Rosenberg cites a lieutenant colonel who she says “enables coverage, even stories he finds rather insulting.”
That doesn’t mean that Rosenberg hews to the official line in exchange for access. Quite the opposite—with her “own truth,” she often autonomously diverges from the official story in powerful ways.
Take her choice of words. Rosenberg does not exclusively use the government term “detainee” to refer to Guantánamo’s inmates, choosing “captive” which she finds precise and accurate. A detainee implies a temporary situation, Rosenberg says, these men are captives in a war that has no foreseeable end, no side to sign a truce to ensure their release. The military may not like it, but as Rosenberg says, it’s her word.
The lesson is that if we want a free press and transparent government, we should rigorously and enthusiastically pull all the levers of a democracy that we ourselves want to function. When they do work, we should recognize and cover it. When they don’t, we should push back hard and loudly.
Take Rosenberg’s recent Freedom of Information Act case, in which she sued the Defense Department in a federal court, assisted by Yale law students from a media and information access clinic. She won—and got a list of Guantánamo’s “indefinite detainees.” Those are 48 men the government deems too dangerous to release but are still ineligible for trial, either for lack of evidence or evidence that is tainted.

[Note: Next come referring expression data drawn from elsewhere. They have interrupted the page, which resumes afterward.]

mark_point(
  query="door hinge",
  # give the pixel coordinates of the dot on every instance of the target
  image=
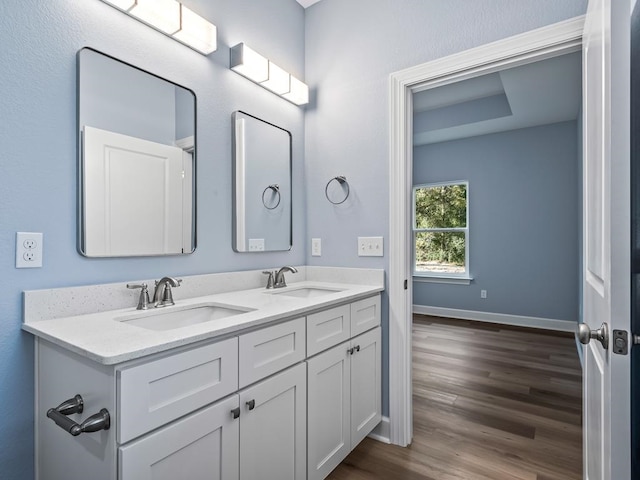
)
(620, 342)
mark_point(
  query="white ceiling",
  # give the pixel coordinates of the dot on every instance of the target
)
(307, 3)
(540, 93)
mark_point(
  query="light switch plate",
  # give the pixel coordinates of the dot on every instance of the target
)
(370, 247)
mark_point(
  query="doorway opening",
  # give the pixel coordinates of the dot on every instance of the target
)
(546, 43)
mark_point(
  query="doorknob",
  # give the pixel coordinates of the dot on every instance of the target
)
(585, 334)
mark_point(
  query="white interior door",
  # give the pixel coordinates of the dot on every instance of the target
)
(133, 195)
(606, 257)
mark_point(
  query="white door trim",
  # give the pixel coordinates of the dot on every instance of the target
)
(553, 40)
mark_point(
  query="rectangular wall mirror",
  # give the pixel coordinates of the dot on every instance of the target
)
(262, 185)
(136, 146)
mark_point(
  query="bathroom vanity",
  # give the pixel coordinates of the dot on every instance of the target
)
(237, 384)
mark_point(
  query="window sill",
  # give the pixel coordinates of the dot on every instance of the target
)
(443, 279)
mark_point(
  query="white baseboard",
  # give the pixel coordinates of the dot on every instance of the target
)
(382, 432)
(516, 320)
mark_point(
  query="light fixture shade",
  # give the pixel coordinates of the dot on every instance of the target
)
(196, 32)
(278, 81)
(249, 63)
(161, 14)
(299, 92)
(173, 19)
(255, 67)
(121, 4)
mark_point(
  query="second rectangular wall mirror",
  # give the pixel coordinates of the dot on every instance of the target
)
(137, 182)
(261, 184)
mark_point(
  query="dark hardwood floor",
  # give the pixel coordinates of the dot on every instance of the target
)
(490, 402)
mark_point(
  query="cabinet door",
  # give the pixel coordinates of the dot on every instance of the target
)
(202, 446)
(365, 315)
(273, 427)
(328, 415)
(328, 328)
(365, 385)
(271, 349)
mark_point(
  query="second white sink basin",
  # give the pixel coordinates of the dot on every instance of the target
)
(306, 292)
(169, 319)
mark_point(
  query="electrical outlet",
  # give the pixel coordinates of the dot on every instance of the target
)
(370, 247)
(316, 247)
(28, 250)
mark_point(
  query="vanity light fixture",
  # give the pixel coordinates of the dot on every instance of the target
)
(173, 19)
(250, 64)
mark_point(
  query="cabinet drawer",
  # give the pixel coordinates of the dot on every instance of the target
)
(155, 393)
(201, 445)
(328, 328)
(365, 315)
(271, 349)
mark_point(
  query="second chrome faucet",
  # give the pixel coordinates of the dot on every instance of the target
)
(276, 278)
(162, 295)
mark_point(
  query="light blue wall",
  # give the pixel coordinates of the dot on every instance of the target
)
(351, 48)
(38, 162)
(524, 220)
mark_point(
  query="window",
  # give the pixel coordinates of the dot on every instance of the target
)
(441, 230)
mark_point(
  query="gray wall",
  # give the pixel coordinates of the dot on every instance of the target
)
(38, 137)
(352, 46)
(524, 220)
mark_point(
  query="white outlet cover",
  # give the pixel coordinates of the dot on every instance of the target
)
(29, 250)
(316, 247)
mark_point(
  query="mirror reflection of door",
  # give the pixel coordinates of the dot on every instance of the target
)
(134, 190)
(137, 161)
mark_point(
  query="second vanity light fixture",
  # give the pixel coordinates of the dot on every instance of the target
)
(173, 19)
(264, 72)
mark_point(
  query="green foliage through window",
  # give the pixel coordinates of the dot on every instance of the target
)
(440, 228)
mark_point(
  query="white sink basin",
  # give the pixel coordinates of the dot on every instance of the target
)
(307, 292)
(168, 319)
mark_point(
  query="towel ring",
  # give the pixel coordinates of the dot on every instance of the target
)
(275, 188)
(342, 181)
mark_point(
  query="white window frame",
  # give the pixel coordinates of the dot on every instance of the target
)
(462, 277)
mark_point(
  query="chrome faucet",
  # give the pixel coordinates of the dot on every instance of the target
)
(162, 295)
(279, 281)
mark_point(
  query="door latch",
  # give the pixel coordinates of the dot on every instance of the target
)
(620, 342)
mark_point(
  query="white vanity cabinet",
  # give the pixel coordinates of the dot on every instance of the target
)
(344, 385)
(267, 403)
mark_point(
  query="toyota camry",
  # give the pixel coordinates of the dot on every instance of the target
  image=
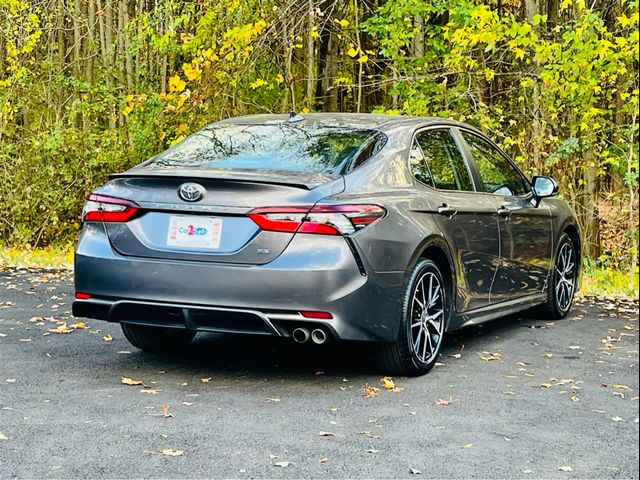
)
(386, 229)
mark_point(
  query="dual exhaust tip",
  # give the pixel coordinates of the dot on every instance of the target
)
(302, 335)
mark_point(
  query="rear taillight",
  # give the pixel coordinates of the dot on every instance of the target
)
(321, 219)
(101, 208)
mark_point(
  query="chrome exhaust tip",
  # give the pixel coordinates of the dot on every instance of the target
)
(300, 335)
(318, 336)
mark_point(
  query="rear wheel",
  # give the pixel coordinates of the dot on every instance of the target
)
(157, 339)
(424, 316)
(562, 282)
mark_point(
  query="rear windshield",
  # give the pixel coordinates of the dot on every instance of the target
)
(289, 147)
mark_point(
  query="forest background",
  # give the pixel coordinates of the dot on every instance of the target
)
(90, 87)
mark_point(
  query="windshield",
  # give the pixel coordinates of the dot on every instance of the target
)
(299, 148)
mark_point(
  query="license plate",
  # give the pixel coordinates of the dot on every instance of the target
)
(195, 232)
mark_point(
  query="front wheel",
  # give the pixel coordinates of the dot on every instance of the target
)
(562, 281)
(157, 339)
(422, 326)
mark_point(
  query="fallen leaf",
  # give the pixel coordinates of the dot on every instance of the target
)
(489, 357)
(61, 329)
(387, 382)
(619, 386)
(165, 411)
(131, 381)
(370, 392)
(168, 452)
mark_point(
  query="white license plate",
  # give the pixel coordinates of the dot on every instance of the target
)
(194, 231)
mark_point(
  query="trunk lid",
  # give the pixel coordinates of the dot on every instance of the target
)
(228, 197)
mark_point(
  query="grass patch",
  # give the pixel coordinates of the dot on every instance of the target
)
(49, 257)
(608, 281)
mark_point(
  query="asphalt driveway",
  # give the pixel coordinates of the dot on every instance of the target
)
(519, 397)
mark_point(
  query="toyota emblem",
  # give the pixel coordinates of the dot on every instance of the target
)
(191, 192)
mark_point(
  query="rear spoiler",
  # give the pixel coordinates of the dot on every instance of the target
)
(306, 181)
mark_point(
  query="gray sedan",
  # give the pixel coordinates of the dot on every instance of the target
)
(386, 229)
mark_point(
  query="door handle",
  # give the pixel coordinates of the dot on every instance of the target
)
(446, 210)
(504, 211)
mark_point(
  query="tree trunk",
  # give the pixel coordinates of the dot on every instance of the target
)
(418, 37)
(310, 60)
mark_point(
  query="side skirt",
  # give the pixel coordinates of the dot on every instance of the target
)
(491, 312)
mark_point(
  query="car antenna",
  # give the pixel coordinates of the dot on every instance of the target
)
(294, 117)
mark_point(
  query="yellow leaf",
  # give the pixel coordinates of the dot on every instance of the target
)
(190, 71)
(258, 83)
(620, 386)
(387, 382)
(370, 391)
(131, 381)
(61, 329)
(176, 84)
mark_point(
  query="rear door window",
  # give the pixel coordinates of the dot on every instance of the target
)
(498, 175)
(444, 161)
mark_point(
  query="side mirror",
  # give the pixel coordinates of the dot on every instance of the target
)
(544, 187)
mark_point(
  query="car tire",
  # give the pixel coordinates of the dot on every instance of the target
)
(420, 329)
(157, 339)
(562, 281)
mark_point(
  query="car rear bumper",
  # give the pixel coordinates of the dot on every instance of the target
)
(313, 274)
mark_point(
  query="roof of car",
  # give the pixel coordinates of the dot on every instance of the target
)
(368, 120)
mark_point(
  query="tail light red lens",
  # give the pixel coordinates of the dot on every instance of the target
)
(320, 219)
(102, 208)
(315, 314)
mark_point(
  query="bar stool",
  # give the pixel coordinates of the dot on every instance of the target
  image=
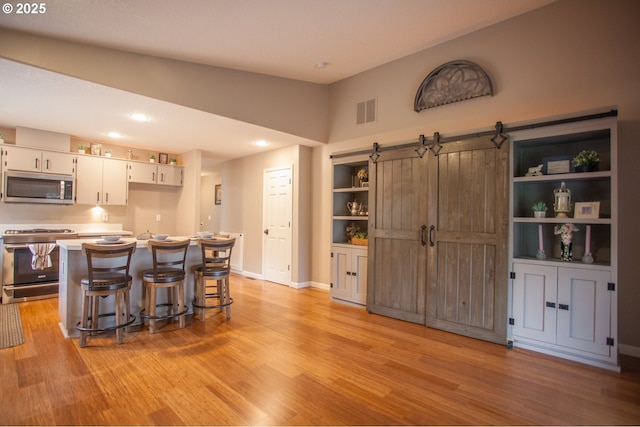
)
(168, 272)
(107, 274)
(215, 267)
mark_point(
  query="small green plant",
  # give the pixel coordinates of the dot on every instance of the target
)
(540, 207)
(586, 158)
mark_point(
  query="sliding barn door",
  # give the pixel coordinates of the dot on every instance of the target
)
(397, 249)
(467, 283)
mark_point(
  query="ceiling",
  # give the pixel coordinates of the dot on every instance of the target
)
(285, 38)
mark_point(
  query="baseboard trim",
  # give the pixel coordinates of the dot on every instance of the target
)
(629, 350)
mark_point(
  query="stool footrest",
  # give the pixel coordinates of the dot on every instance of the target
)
(132, 319)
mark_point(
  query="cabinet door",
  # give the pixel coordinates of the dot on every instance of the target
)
(359, 276)
(340, 266)
(23, 159)
(89, 180)
(58, 163)
(584, 310)
(146, 173)
(114, 182)
(535, 290)
(169, 175)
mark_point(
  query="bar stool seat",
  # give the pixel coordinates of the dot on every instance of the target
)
(167, 273)
(212, 277)
(107, 274)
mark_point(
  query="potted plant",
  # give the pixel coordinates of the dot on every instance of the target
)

From that tent [in Guantánamo], I write about an evolving system of justice, at times alone because no other news organization will make the trek. Or in the company of reporters who show up for a ticket-punch, a been-there, done-that dateline and a swipe at this historic system, the military commissions.

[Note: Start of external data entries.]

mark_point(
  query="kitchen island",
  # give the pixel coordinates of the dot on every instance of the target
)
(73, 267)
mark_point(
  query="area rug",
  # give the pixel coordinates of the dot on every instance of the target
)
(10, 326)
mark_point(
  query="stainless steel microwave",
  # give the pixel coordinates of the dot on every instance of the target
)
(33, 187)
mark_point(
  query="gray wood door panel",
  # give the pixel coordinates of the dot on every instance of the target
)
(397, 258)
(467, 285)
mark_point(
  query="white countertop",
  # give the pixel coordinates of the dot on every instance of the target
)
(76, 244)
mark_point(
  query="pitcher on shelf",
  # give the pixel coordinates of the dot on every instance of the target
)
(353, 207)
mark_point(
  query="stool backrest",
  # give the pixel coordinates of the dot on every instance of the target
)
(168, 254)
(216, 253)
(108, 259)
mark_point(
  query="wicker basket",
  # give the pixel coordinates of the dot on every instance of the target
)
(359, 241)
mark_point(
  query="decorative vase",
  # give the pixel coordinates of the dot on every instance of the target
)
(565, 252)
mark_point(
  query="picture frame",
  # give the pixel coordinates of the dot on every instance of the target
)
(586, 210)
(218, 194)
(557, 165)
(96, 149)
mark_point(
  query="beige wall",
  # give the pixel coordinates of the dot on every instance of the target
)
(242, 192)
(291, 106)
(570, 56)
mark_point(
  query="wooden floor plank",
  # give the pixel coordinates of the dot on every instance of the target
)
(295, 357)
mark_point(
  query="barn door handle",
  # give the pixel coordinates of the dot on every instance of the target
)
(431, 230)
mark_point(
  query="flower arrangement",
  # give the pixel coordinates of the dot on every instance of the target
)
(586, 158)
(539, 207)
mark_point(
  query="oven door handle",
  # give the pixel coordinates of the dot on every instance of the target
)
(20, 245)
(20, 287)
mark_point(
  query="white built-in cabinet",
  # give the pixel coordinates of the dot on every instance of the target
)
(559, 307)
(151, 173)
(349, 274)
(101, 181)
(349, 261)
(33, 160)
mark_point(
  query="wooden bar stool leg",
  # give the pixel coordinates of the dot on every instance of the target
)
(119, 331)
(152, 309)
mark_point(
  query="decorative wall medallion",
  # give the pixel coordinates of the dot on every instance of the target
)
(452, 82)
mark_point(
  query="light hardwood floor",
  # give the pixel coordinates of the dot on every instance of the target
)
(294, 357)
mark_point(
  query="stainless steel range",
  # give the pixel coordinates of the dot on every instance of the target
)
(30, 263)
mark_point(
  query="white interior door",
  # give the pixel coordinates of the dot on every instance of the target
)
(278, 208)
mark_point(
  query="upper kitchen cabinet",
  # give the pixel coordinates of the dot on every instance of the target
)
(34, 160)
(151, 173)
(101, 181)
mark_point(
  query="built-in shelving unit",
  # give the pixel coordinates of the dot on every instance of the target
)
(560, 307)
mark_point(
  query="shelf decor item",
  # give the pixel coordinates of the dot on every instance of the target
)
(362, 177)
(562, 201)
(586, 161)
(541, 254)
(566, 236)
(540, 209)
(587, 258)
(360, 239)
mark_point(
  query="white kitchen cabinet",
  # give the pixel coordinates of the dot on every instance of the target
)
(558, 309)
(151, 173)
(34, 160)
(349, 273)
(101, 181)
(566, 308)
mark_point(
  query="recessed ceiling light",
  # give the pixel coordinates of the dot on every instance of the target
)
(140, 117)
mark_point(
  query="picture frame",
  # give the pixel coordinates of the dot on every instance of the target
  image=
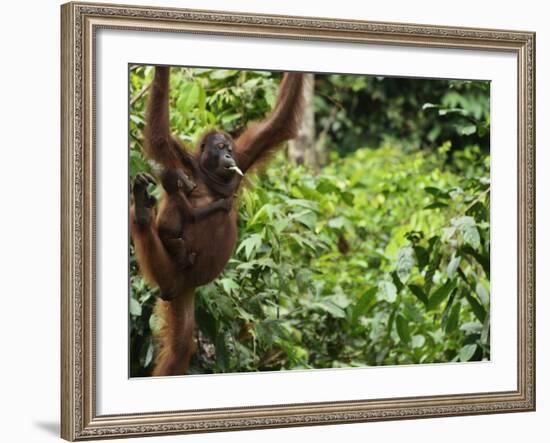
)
(81, 22)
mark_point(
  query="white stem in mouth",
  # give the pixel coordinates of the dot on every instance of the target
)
(237, 170)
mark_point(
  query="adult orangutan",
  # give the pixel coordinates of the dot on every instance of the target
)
(187, 241)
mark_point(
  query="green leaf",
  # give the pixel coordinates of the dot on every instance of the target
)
(468, 129)
(440, 294)
(331, 308)
(348, 198)
(418, 341)
(188, 99)
(135, 307)
(436, 205)
(419, 293)
(452, 320)
(482, 293)
(337, 222)
(482, 259)
(477, 308)
(468, 229)
(387, 291)
(402, 328)
(422, 256)
(250, 244)
(307, 218)
(362, 305)
(452, 266)
(405, 263)
(467, 352)
(228, 285)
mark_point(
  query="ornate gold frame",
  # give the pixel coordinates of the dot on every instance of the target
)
(79, 420)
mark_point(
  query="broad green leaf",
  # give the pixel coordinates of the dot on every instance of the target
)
(467, 352)
(441, 294)
(482, 293)
(387, 291)
(451, 324)
(250, 245)
(405, 263)
(403, 328)
(419, 293)
(452, 266)
(468, 229)
(418, 341)
(135, 307)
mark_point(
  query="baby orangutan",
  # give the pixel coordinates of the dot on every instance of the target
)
(177, 186)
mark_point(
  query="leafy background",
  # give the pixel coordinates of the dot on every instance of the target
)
(377, 256)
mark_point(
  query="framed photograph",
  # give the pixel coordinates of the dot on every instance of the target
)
(284, 221)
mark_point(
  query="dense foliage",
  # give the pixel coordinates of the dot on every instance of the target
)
(380, 258)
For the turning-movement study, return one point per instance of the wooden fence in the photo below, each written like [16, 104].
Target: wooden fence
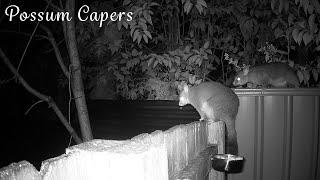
[182, 152]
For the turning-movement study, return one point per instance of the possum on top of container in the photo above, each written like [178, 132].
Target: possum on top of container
[214, 102]
[267, 75]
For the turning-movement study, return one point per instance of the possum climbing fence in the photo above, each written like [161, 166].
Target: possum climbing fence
[182, 152]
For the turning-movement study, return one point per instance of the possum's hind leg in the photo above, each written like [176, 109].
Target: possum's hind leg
[231, 137]
[207, 111]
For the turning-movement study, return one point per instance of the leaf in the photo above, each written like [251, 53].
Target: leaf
[150, 61]
[307, 37]
[135, 35]
[199, 8]
[278, 32]
[315, 74]
[295, 34]
[187, 7]
[206, 45]
[145, 38]
[148, 34]
[192, 79]
[306, 76]
[311, 22]
[155, 63]
[202, 3]
[300, 76]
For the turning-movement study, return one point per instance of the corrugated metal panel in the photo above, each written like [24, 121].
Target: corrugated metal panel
[278, 133]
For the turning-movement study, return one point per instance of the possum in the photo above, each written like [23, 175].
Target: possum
[267, 75]
[214, 102]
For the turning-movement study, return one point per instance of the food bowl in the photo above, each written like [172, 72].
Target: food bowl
[227, 163]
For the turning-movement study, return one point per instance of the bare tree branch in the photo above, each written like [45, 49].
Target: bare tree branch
[34, 31]
[41, 96]
[76, 75]
[54, 7]
[56, 51]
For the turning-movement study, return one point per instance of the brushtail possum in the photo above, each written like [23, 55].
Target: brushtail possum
[267, 75]
[214, 102]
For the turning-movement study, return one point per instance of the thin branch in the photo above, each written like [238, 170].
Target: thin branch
[40, 101]
[54, 7]
[24, 34]
[56, 50]
[41, 96]
[34, 31]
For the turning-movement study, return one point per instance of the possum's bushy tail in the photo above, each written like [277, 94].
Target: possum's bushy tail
[231, 137]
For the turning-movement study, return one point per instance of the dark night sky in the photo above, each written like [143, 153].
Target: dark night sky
[38, 135]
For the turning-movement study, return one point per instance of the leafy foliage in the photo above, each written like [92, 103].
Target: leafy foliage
[189, 40]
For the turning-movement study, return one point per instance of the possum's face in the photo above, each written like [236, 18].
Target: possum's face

Make no mistake, this is a court like no other. … [W]e’re years into trial preparations for men who were long denied lawyers or Red Cross visits — and attorneys at the war court still argue about what parts of the Constitution apply.
I don’t write about what happened to 3,000 people on Sept. 11 or why 17 sailors had to die in al-Qaida’s suicide bombing of the USS Cole off Yemen in 2000. I am certain that my fellow tribe members, other journalists will show up for that part.

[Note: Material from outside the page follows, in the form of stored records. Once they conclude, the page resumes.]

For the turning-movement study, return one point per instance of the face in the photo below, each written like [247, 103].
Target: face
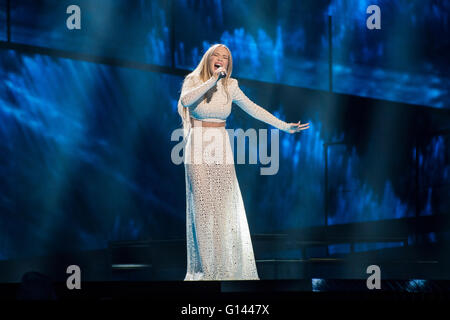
[219, 58]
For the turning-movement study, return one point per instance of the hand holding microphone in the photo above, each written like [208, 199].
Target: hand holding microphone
[220, 73]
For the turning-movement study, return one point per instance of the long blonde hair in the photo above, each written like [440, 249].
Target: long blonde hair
[203, 72]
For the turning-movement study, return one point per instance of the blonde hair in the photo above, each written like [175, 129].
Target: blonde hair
[203, 72]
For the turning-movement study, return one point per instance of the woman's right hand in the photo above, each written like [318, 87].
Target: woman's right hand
[217, 72]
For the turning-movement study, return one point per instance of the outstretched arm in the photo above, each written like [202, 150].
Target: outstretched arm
[256, 111]
[262, 114]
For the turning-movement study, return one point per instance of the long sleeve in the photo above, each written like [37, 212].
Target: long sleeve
[256, 111]
[191, 93]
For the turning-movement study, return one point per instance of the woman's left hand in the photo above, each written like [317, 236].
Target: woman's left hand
[297, 127]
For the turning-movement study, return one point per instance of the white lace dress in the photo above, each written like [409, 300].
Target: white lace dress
[219, 246]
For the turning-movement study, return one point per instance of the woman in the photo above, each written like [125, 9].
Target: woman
[218, 239]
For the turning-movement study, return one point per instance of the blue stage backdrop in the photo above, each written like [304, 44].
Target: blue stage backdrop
[85, 147]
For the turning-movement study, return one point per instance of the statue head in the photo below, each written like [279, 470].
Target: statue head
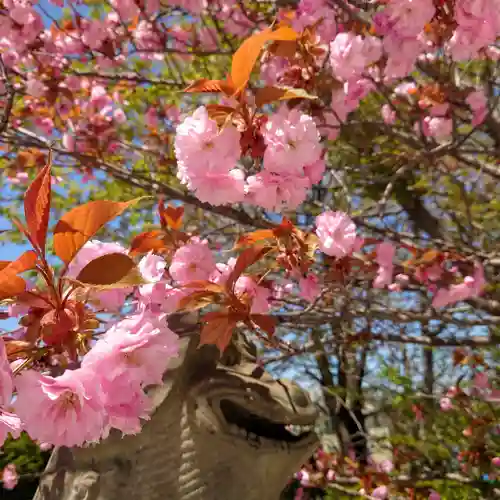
[219, 430]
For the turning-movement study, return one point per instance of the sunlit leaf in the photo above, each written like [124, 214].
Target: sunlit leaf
[81, 223]
[267, 95]
[37, 206]
[246, 56]
[116, 269]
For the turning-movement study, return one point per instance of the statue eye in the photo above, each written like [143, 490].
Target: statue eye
[231, 356]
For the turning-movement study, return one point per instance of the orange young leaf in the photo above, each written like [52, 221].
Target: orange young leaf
[265, 322]
[285, 228]
[110, 269]
[219, 113]
[147, 241]
[37, 206]
[205, 285]
[255, 237]
[246, 258]
[286, 49]
[429, 257]
[246, 56]
[171, 216]
[80, 224]
[11, 285]
[205, 85]
[197, 300]
[266, 95]
[23, 263]
[218, 329]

I write about whether the CIA will ever allow the accused — and the world — to learn how agents interrogated suspects in nations they won’t name using now forbidden interrogation techniques we glimpse only through leaks and misconduct reports. I write about the FBI trying to turn a member of a 9/11 defense team into an informant, a snitch. This is a system that American lawyers in American military uniforms call un-American.
Rosenberg provides hard-won details to those who are sincerely engaging with one of the most opinion-laden stories on in the war on terror. In the end, it’s not a dry story. It’s a roughly real one.